Le salaire minimum fait défaut
Sans compter qu'il n'y a pas, en Allemagne, de salaire minimum défini statutairement. Ce qui, dans le cadre d'un marché du travail fortement encadré par des conventions collectives, ne posait pas jusque récemment de réel problème. Mais avec les réformes engagées depuis une décennie pour augmenter la flexibilité du marché du travail, l'absence d'un salaire minimum est devenu une question centrale : certaines entreprises agroalimentaires danoises par exemple, n'hésitent plus à délocaliser en Allemagne pour bénéficier de salaires défiant toutes concurrence en Europe de l'ouest... Pour tenter de limiter la casse, la revendication pour un salaire minimum est désormais portée par presque tous les syndicats et une partie de la classe politique.

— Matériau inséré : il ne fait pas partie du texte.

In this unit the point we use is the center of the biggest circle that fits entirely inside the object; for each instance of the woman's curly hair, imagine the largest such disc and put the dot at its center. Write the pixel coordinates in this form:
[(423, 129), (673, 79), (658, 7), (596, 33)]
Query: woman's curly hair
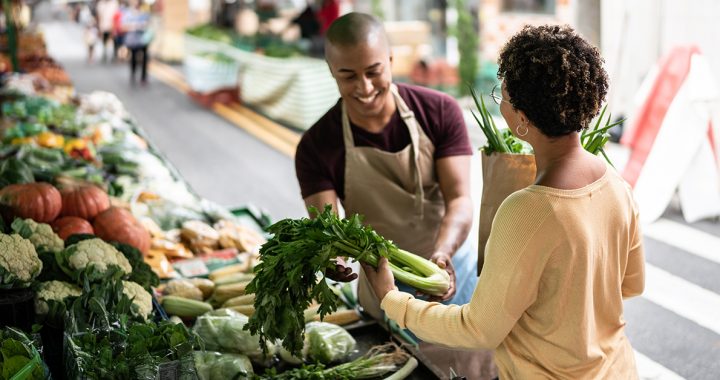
[(555, 77)]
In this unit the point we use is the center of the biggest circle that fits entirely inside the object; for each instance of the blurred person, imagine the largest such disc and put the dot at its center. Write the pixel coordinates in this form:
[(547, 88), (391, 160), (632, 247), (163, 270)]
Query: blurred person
[(106, 10), (136, 23), (397, 154), (562, 253), (85, 15), (118, 32), (91, 38)]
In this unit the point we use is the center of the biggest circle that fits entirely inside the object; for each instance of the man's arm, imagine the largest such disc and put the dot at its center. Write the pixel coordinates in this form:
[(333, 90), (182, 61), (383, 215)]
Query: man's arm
[(454, 178), (320, 199)]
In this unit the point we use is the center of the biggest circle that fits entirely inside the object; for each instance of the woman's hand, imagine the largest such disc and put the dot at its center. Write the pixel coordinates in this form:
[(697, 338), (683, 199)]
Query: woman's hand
[(444, 261), (381, 279)]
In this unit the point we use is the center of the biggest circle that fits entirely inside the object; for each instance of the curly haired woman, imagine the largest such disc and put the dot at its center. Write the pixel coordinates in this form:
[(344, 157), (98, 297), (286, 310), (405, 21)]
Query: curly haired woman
[(563, 252)]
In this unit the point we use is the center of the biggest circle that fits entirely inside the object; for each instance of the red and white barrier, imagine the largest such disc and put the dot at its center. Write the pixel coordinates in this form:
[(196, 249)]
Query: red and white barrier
[(674, 140)]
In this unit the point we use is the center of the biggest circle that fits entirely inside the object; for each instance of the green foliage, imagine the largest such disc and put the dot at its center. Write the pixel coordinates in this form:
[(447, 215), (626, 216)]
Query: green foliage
[(142, 273), (14, 171), (292, 271), (18, 355), (594, 139), (132, 351), (497, 141)]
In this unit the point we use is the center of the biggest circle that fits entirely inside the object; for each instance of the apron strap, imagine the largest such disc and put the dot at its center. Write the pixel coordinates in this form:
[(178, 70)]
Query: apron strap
[(347, 132), (408, 117), (411, 123)]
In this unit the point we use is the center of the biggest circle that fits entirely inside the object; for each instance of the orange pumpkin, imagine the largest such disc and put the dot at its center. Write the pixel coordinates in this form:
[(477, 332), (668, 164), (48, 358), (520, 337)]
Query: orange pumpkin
[(83, 200), (38, 201), (71, 225), (118, 224)]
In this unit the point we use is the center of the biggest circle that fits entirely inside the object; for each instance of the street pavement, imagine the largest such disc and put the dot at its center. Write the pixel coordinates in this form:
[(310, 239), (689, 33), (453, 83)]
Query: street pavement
[(674, 326)]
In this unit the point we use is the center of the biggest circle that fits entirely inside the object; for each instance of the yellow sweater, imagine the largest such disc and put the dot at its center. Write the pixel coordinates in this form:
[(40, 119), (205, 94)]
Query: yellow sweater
[(558, 264)]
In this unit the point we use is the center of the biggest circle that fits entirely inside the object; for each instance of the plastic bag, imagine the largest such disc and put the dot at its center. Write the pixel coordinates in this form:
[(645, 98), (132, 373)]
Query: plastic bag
[(218, 366)]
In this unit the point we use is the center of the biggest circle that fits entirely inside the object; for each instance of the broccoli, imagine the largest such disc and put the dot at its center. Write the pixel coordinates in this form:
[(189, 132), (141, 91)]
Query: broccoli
[(19, 263), (142, 300), (93, 258), (54, 291), (40, 234)]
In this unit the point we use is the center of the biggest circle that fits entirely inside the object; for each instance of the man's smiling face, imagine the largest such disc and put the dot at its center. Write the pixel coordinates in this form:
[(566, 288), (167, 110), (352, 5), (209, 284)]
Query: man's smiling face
[(363, 76)]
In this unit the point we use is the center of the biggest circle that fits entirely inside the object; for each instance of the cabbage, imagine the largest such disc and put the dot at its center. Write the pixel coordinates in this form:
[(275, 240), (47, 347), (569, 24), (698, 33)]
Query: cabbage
[(225, 333), (325, 343), (216, 366)]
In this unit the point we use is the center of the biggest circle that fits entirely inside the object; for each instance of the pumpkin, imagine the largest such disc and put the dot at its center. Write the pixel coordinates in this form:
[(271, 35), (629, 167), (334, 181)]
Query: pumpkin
[(83, 200), (118, 224), (71, 225), (38, 201)]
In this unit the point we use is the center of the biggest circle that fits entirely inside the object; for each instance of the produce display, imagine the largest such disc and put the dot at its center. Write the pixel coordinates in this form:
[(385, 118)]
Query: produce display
[(135, 276), (269, 45)]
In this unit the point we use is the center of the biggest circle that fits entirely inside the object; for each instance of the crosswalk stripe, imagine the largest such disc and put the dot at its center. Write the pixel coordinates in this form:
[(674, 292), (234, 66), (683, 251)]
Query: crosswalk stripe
[(686, 238), (684, 298), (651, 370)]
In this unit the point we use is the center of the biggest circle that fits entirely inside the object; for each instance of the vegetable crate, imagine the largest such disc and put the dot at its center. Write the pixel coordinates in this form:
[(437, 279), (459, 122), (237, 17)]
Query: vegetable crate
[(183, 369)]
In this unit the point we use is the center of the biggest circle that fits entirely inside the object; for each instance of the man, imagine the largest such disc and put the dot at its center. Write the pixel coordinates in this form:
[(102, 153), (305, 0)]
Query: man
[(105, 12), (397, 154)]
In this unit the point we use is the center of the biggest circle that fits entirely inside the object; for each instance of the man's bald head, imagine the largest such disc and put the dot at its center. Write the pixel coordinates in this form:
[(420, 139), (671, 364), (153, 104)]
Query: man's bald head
[(353, 29)]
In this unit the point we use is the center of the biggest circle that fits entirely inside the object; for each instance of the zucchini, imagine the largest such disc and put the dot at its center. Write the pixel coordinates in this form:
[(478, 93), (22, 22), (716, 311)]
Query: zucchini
[(184, 307)]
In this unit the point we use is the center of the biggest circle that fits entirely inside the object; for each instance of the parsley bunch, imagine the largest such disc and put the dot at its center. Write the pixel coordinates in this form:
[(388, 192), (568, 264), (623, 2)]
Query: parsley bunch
[(301, 250)]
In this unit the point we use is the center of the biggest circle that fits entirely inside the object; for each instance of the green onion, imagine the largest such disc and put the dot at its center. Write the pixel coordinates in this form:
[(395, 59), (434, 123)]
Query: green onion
[(378, 361), (595, 138), (500, 141)]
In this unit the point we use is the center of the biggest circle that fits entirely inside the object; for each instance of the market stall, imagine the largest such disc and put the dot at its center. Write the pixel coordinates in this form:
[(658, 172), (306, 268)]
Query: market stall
[(128, 273), (293, 89)]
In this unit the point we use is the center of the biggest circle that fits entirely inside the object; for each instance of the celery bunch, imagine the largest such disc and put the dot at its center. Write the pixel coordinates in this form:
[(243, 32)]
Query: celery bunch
[(286, 281)]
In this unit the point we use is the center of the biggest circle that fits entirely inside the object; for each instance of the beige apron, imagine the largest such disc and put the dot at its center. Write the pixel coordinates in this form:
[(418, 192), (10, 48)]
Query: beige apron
[(398, 193)]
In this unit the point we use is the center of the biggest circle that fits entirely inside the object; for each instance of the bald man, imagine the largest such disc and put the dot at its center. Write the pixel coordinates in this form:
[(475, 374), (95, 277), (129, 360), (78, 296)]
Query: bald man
[(395, 153)]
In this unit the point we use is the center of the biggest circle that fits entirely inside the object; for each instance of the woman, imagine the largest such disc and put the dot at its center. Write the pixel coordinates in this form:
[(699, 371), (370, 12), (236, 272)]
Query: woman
[(562, 253), (136, 22)]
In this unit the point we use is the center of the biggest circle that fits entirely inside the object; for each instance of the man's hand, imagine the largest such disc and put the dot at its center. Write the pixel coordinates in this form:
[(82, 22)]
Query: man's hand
[(381, 279), (444, 261), (341, 272)]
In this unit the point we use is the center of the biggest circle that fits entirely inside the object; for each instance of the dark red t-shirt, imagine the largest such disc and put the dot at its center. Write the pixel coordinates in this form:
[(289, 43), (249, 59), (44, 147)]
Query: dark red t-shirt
[(320, 156)]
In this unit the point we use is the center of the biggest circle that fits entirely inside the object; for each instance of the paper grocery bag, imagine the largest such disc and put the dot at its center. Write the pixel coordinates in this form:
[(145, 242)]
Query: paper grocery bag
[(503, 174)]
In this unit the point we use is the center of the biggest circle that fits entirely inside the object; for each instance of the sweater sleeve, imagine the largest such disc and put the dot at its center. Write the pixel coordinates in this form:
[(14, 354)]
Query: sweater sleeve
[(507, 286), (634, 279)]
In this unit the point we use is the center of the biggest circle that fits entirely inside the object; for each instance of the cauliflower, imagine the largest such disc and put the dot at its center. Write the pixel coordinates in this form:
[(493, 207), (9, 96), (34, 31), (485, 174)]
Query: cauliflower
[(19, 263), (40, 234), (93, 254), (54, 291), (183, 288), (142, 300)]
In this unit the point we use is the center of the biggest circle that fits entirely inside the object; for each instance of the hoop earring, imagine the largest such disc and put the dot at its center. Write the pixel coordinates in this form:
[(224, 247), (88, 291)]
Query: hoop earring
[(525, 131)]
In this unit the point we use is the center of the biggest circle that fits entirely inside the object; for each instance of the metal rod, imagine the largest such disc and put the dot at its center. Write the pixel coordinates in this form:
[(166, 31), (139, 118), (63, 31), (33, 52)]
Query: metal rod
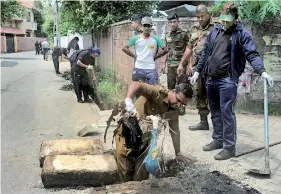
[(266, 136)]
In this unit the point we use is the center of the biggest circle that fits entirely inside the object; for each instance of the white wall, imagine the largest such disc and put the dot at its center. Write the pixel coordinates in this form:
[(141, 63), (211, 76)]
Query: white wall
[(85, 40)]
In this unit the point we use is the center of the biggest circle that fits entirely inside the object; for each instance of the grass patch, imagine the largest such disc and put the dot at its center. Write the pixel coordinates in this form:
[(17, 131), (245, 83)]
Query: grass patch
[(111, 91)]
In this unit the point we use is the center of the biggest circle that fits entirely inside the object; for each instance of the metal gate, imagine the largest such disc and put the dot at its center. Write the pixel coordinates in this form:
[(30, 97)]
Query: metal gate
[(10, 44)]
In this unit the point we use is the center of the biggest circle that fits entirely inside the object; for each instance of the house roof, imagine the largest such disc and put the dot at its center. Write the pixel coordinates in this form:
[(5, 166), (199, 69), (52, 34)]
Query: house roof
[(9, 30), (27, 3), (166, 5)]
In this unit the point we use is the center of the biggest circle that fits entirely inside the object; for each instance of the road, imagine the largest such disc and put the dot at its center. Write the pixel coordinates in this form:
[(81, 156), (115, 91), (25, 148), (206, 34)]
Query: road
[(33, 110)]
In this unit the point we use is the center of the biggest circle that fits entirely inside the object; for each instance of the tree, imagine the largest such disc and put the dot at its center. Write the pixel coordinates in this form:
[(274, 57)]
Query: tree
[(81, 16), (11, 10), (38, 17), (253, 11)]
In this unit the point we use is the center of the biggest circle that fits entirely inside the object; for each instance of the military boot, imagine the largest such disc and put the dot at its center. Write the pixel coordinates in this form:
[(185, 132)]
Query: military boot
[(203, 125)]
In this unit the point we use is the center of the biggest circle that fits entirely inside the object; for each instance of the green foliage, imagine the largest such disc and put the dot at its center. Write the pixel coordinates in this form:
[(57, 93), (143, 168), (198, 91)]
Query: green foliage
[(111, 92), (81, 16), (11, 10), (253, 11), (48, 25)]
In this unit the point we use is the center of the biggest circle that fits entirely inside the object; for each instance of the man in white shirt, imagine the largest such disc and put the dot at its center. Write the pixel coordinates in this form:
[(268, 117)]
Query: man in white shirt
[(45, 46), (146, 52)]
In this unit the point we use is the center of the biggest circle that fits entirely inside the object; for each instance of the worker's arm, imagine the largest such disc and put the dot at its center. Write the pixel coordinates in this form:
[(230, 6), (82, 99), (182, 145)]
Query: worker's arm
[(186, 56), (160, 44)]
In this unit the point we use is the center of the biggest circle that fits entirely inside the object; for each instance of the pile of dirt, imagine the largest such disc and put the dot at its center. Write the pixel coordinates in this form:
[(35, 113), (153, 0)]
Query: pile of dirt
[(66, 75), (193, 179), (67, 87)]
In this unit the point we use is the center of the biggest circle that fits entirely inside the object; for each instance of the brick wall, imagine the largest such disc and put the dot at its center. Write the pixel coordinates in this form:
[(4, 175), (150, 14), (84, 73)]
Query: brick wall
[(26, 43), (3, 44)]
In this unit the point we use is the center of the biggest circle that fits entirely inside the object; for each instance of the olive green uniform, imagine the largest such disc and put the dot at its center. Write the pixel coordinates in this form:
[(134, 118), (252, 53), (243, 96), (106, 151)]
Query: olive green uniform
[(154, 100), (197, 38), (176, 43)]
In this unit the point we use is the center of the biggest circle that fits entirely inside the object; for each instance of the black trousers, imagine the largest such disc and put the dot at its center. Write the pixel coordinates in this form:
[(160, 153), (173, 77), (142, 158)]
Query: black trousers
[(56, 63), (45, 53), (81, 85), (37, 51)]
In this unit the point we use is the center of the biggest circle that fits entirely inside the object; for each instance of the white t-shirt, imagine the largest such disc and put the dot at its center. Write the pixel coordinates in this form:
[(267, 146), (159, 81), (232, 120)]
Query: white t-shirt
[(145, 49), (45, 44)]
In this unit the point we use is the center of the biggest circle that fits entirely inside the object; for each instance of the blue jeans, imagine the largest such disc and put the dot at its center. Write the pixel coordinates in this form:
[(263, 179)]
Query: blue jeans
[(222, 93), (149, 76)]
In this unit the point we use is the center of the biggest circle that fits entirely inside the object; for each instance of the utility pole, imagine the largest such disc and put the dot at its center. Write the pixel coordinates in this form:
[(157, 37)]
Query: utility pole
[(56, 24)]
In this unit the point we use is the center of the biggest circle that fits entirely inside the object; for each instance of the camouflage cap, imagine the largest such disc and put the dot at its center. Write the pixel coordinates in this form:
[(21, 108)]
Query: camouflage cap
[(172, 16), (229, 12), (146, 20)]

Le cas des travailleurs étrangers dans les abattoirs allemands, face émergée et scandaleuse de l'iceberg, illustre donc avec acuité les nombreuses zones d'ombres de l'essor économique chez nos voisins allemands. Et pour Claud-Harald Güster, si les les politiques s'empressent de célébrer le modèle porté par Angela Merkel, ce n'est pas le cas des syndicats : « Les emplois à bas revenus sont vraiment fréquents dans notre pays. Les gens ne peuvent plus vivre correctement avec de tels salaires. L'industrie de la viande est juste un exemple parmi d'autres... ». Steffen Lehndorff va lui plus loin dans la critique : « L'économie allemande, si compétitive, exporte en réalité les effets des inégalités sociales qui se creusent chez nous. Le danger qui nous guette, à force de tirer sur les salaires, c'est d'avoir un marché domestique complètement moribond. » La balance commerciale allemande est en effet largement excédentaire, le pays exporte beaucoup plus qu'il n'importe. Une stratégie également remise en cause par un récent rapport de l'Organisation internationale du travail : « Au niveau européen, cela a créé les conditions d'un marasme économique prolongé car les autres pays membres estiment de plus en plus que seules des politiques de déflation salariale encore plus strictes résoudront leur problème de compétitivité, ce qui est d'autant plus décourageant qu'on voit mal dans quelle mesure ces politiques de déflation salariale en Allemagne ont contribué à une hausse de l'emploi, qui était à peine plus élevé en 2006 qu'en 1991. » Dans quelques mois débutera la campagne pour les élections législatives allemandes. Le sujet des salaires sera définitivement un enjeu.